I have two tables in Snowflake - one with color data and one with ranks for each color: Color table: Index color1 color2 color3 color4 color5 1 red orange red blue violet 2 indigo yellow blue yellow violet Rank table: Color Rank Red 1 Orange 2 Yellow 3 Green 4 Blue 5 Indigo 6 Orange 7 Violet 8 I'd like to use the two tables above to rank each colors in each row and show top 3 colors in the resulting table. So resulting table will have red, red, and orange for index 1 and yellow, yellow, and blue for index 2. Index Rank1 Rank2 Rank3 1 red red orange 2 yellow yellow blue Any help would be appreciated. Thanks!

Reputation: 31

SQL rank and reorder columns

I have two tables in Snowflake - one with color data and one with ranks for each color:

Color table:

Index	color1	color2	color3	color4	color5
1	red	orange	red	blue	violet
2	indigo	yellow	blue	yellow	violet

Rank table:

Color	Rank
Red	1
Orange	2
Yellow	3
Green	4
Blue	5
Indigo	6
Orange	7
Violet	8

I'd like to use the two tables above to rank each colors in each row and show top 3 colors in the resulting table. So resulting table will have red, red, and orange for index 1 and yellow, yellow, and blue for index 2.

Index	Rank1	Rank2	Rank3
1	red	red	orange
2	yellow	yellow	blue

Any help would be appreciated. Thanks!

Upvotes: 1

Answers (2)

Simeon Pilgrim

Reputation: 26078

So using the CTE for the DATA, and encoding the ranking via DECODE (this step could be a TABLE/CTE and a join could be used). We UNPIVOT the five color columns and then assign the color rank, and then rank the ranks with ROW_NUMBER, we then filter out the position above 3 and then use PIVOT to roll these back into wide columns, and use MAX to keep the non-null values.

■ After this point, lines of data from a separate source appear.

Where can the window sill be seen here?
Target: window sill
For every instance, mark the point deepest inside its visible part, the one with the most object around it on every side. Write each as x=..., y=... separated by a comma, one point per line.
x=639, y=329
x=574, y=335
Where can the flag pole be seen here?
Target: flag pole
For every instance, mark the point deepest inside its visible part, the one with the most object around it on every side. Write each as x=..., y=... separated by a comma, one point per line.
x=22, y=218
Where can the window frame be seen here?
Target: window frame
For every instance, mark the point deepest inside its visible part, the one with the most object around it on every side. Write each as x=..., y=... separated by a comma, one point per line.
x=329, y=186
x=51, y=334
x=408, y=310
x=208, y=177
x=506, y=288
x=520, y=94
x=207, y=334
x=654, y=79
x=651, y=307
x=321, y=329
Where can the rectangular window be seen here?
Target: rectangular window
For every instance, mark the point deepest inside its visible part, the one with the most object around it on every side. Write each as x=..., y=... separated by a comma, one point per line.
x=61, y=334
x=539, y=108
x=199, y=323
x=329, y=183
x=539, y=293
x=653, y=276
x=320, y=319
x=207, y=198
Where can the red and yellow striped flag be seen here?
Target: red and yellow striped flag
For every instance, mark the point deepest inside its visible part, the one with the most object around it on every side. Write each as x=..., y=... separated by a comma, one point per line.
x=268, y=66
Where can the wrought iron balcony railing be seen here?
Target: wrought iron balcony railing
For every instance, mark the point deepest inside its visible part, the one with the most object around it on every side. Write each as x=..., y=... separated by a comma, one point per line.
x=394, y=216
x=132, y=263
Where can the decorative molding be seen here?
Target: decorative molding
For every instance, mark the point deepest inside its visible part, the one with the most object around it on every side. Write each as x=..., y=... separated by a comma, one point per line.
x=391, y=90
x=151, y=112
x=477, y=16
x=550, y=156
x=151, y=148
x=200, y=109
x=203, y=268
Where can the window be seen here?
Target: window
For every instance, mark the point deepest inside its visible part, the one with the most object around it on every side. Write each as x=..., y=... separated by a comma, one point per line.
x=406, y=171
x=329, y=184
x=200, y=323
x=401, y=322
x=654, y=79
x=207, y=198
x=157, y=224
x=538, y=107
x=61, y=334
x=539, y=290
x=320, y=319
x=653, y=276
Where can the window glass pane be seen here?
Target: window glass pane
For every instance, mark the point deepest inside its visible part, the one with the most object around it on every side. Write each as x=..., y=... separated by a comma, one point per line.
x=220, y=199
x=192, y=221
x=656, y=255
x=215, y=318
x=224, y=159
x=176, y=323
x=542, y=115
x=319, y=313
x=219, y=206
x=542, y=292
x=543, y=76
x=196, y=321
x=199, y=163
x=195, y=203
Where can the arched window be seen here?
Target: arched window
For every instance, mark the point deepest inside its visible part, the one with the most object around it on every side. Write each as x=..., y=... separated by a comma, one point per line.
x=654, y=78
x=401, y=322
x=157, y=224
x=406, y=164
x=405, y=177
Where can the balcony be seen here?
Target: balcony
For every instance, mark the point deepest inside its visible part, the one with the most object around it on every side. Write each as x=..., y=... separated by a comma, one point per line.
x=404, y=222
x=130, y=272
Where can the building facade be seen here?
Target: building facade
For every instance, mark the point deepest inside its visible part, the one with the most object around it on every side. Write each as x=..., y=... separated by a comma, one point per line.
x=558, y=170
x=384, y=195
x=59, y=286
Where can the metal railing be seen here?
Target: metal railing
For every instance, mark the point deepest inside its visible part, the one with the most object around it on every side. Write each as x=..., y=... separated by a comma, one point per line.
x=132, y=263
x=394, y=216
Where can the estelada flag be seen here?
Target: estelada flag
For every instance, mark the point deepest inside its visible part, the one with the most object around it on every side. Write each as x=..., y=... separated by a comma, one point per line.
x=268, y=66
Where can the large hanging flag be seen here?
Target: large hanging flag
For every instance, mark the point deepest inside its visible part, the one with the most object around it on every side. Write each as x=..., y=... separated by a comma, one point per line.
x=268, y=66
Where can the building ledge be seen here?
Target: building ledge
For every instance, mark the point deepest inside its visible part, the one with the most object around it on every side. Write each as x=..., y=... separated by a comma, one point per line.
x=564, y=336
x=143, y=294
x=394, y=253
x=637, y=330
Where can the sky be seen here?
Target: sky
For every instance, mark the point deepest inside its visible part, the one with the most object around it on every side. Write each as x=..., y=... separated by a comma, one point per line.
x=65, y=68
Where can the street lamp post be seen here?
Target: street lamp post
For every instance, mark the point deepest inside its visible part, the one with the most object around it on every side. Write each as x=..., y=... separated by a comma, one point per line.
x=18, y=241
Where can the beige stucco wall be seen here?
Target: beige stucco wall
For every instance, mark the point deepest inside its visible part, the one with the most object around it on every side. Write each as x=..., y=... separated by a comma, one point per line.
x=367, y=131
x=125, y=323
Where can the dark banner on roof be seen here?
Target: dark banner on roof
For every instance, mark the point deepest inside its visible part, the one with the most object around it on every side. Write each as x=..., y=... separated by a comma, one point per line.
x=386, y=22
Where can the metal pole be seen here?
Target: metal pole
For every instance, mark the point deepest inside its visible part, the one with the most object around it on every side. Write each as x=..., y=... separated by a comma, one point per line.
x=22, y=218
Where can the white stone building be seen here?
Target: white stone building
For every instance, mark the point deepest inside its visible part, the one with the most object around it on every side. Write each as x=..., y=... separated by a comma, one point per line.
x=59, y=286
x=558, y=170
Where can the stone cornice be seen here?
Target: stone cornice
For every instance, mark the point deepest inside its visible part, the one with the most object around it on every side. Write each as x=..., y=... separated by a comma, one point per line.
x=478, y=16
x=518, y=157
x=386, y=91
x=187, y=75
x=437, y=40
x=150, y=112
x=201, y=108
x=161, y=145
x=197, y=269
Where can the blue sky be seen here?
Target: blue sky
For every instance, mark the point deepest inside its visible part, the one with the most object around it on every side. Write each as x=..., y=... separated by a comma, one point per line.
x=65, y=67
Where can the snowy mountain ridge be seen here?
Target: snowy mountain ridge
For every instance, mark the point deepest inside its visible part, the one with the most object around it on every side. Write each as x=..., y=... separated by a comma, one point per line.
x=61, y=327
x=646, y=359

with data(idx, c1, c2, c3, c4, c5) as (
    select *
    from values
     (1, 'red', 'orange', 'red', 'blue', 'violet'),
     (2, 'indigo', 'yellow', 'blue', 'yellow', 'violet')
), unpivoted as (
    select 
        *
        ,decode(color, 'red', 1, 
            'orange', 2,
            'yellow', 3,
            'green',4,
            'blue', 5,
            'indigo', 6,
            'orange', 7,
            'violet', 8) as rank
        ,row_number() over (partition by idx order by rank) as position
    from data
    UNPIVOT(color FOR col IN (c1,c2,c3,c4,c5))
    qualify position <= 3
)
select 
    idx
    ,max("1") as color1
    ,max("2") as color2
    ,max("3") as color3
from unpivoted
PIVOT(MAX(color) FOR position IN (1,2,3))
      AS p
group by 1
order by 1;

MIN_BY:

The PIVOT can be swapped for MIN_BY like so:

with data(idx, c1, c2, c3, c4, c5) as (
    select *
    from values
     (1, 'red', 'orange', 'red', 'blue', 'violet'),
     (2, 'indigo', 'yellow', 'blue', 'yellow', 'violet')
), unpivoted as (
    select 
        *
        ,decode(color, 'red', 1, 
            'orange', 2,
            'yellow', 3,
            'green',4,
            'blue', 5,
            'indigo', 6,
            'orange', 7,
            'violet', 8) as rank
        ,row_number() over (partition by idx order by rank) as position
    from data
    UNPIVOT(color FOR col IN (c1,c2,c3,c4,c5))
    qualify position <= 3
)
select idx, min_by(color, position, 3) as min3
from unpivoted
group by 1;

at which point, you could pull the three values out in another layer:

with data(idx, c1, c2, c3, c4, c5) as (
    select *
    from values
     (1, 'red', 'orange', 'red', 'blue', 'violet'),
     (2, 'indigo', 'yellow', 'blue', 'yellow', 'violet')
), unpivoted as (
    select 
        *
        ,decode(color, 'red', 1, 
            'orange', 2,
            'yellow', 3,
            'green',4,
            'blue', 5,
            'indigo', 6,
            'orange', 7,
            'violet', 8) as rank
        ,row_number() over (partition by idx order by rank) as position
    from data
    UNPIVOT(color FOR col IN (c1,c2,c3,c4,c5))
), arrayed as (
    select idx, min_by(color, position, 3) as min3
    from unpivoted
    group by 1
)
select 
    idx, 
    min3[0]::text as c1, 
    min3[1]::text as c2, 
    min3[2]::text as c3
from arrayed;

using tables:

create table data as 
    select *
    from values
     (1, 'red', 'orange', 'red', 'blue', 'violet'),
     (2, 'indigo', 'yellow', 'blue', 'yellow', 'violet')
     t(idx, c1, c2, c3, c4, c5);

create table ranks as 
    select *
    from values
    ('red', 1),
    ('orange', 2),
    ('yellow', 3),
    ('green', 4),
    ('blue', 5),
    ('indigo', 6),
    ('orange', 7),
    ('violet', 8)  
    t(color, rank);

we can use a natural join like so:

with pos_and_rank as (
    select *
        ,row_number() over (partition by idx order by rank) as position
    from (
        select idx, color
        from data
            UNPIVOT(color FOR col IN (c1,c2,c3,c4,c5))
    )
    natural join ranks

), arrayed as (
    select idx, min_by(color, position, 3) as min3
    from pos_and_rank
    group by 1
)
select 
    idx, 
    min3[0]::text as c1, 
    min3[1]::text as c2, 
    min3[2]::text as c3
from arrayed
order by idx;

Upvotes: 3

esqew

Reputation: 44710

Warning: this is pretty ugly, but it should get the job done.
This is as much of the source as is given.